振り返ってみると、いろんな苦手意識を克服できた4年間でしたね。高校までは勉強も決して好きではなかったのですが、大学の学びをとおして、学ぶことは楽しいことだとわかりました。社会に出てからも、ケアマネージャーの資格試験の勉強などに打ち込むことができたのは、大学での4年間があったからこそです。

今後の目標についてお聞かせください。

職員みんなで楽しく働いていけるよう、企業としての安定を図っていきたいですね。また、地域社会で果たす役割も年々大きくなっています。その責任を果たす上でも、私自身がまだまだ研鑽を積む必要があると考えています。日々勉強して、職員たちとともに成長を重ねていかなくては。
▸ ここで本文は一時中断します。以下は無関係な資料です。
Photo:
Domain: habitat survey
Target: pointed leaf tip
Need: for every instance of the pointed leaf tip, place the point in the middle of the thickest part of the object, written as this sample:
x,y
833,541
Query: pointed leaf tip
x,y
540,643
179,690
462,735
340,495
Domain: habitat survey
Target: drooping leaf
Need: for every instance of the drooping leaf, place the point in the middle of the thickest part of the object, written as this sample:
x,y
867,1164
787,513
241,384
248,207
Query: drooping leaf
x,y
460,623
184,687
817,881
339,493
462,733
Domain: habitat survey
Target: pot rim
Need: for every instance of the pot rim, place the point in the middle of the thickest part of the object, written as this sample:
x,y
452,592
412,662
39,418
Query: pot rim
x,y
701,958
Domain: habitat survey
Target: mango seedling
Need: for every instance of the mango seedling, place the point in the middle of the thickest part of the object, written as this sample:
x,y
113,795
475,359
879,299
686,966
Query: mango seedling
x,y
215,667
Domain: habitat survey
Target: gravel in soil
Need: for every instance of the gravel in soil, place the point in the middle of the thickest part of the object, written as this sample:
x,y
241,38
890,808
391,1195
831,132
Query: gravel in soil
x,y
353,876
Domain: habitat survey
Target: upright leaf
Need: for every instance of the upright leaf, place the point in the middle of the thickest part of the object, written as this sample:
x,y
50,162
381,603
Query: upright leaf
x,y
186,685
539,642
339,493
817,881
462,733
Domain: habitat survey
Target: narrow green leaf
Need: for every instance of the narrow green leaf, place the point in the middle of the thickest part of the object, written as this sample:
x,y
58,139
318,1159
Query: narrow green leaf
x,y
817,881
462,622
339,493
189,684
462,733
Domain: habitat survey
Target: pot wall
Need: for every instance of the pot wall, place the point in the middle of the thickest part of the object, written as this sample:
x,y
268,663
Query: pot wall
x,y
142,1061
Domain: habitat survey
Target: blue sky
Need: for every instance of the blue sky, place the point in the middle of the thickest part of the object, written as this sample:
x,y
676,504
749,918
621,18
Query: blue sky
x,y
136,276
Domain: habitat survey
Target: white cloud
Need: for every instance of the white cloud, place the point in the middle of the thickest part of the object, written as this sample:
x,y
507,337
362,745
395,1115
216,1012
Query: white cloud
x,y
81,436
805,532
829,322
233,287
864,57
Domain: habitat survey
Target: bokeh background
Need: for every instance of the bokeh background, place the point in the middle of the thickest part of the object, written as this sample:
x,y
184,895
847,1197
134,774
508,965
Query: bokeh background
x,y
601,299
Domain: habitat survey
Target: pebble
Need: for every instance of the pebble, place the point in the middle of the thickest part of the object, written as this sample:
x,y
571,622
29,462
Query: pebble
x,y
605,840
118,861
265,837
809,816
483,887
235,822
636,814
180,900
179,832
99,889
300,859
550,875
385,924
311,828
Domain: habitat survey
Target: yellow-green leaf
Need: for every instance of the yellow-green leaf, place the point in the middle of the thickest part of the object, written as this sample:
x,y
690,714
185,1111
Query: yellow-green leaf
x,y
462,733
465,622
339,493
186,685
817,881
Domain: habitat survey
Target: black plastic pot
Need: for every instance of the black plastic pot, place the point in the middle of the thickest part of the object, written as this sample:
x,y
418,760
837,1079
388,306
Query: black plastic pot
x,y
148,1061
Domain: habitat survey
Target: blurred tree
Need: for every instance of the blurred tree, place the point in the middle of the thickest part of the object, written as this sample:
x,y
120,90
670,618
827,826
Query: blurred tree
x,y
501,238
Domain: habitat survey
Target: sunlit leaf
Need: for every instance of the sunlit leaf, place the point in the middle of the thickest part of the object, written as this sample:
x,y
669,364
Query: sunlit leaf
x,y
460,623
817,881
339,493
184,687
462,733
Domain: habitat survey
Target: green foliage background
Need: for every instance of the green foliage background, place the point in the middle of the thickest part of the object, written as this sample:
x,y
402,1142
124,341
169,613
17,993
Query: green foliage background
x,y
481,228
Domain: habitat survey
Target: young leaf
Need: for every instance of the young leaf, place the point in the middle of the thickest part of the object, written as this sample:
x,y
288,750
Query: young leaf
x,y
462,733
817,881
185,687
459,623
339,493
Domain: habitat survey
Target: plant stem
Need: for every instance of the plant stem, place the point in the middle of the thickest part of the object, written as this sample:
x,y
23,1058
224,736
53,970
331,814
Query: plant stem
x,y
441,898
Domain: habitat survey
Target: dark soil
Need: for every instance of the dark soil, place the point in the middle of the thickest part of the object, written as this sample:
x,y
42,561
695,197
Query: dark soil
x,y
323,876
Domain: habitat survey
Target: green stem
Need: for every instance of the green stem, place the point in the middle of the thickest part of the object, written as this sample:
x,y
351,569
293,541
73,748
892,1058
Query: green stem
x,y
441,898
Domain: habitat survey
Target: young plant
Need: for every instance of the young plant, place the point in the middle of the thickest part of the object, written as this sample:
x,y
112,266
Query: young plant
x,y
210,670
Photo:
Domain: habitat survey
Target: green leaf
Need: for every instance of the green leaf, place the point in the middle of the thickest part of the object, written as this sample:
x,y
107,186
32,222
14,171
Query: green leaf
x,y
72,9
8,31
そうすることで、高齢者の方々にも、地域の方々にも、職員にも、喜んでもらえることが一番。誰かの役に立ち、喜んでもらえるということが、私にとってうれしいことですから。そして大好きな地元・和歌山の未来に貢献していくことができれば何よりです。

受験生の皆さんへのメッセージ

信じて前を向けば、必ず未来は明るい。それが、一番伝えたいことですね。これまでの自分を振り返っても、「やればできる」というのは本当だと、実感しています。時間はかかっても、あきらめなければ、そこにたどり着くんですよ。大切なのは、しっかりとイメージを持つこと。イメージすれば、その方向に頭も体も向きます。思い通りにならないことがあっても、その方向に自分が向いてさえいれば、別の考え方で乗り越えることができると思います。人間、生きていれば壁に突き当たることだってあるでしょう。でも、それを楽しむくらいの余裕を持ってほしいですね。そうすれば、人生はもっとエキサイティングになりますよ。

※掲載内容は取材当時のものです。

シゴトの必須アイテム

ホームの入居者の方、一人ひとりに用意している個人ファイル。提供するサービス項目のチェックをしたり、職員が日々感じたことなどを書き記したりすることで、全職員がその入居者の方についての情報を共有できるようにしています。


大学時代の「思い出の場所」

5号館の最上階の教室から、外の景色を眺めるのが好きでした。特に日が暮れたあとは、夜景がすごくキレイでしたね。ついつい遅くまで残ってしまい、守衛の方に「早く帰りなさい」と怒られたこともありましたよ(笑)。


大学時代によく読んだ本

松本清張の「砂の器」や北方謙三の「冬の狼」などを読みましたね。本は好きで、気になった本は手にとって読みましたが、長編小説を選ぶことが多かったと思います。時間をかけて読むのが楽しくて。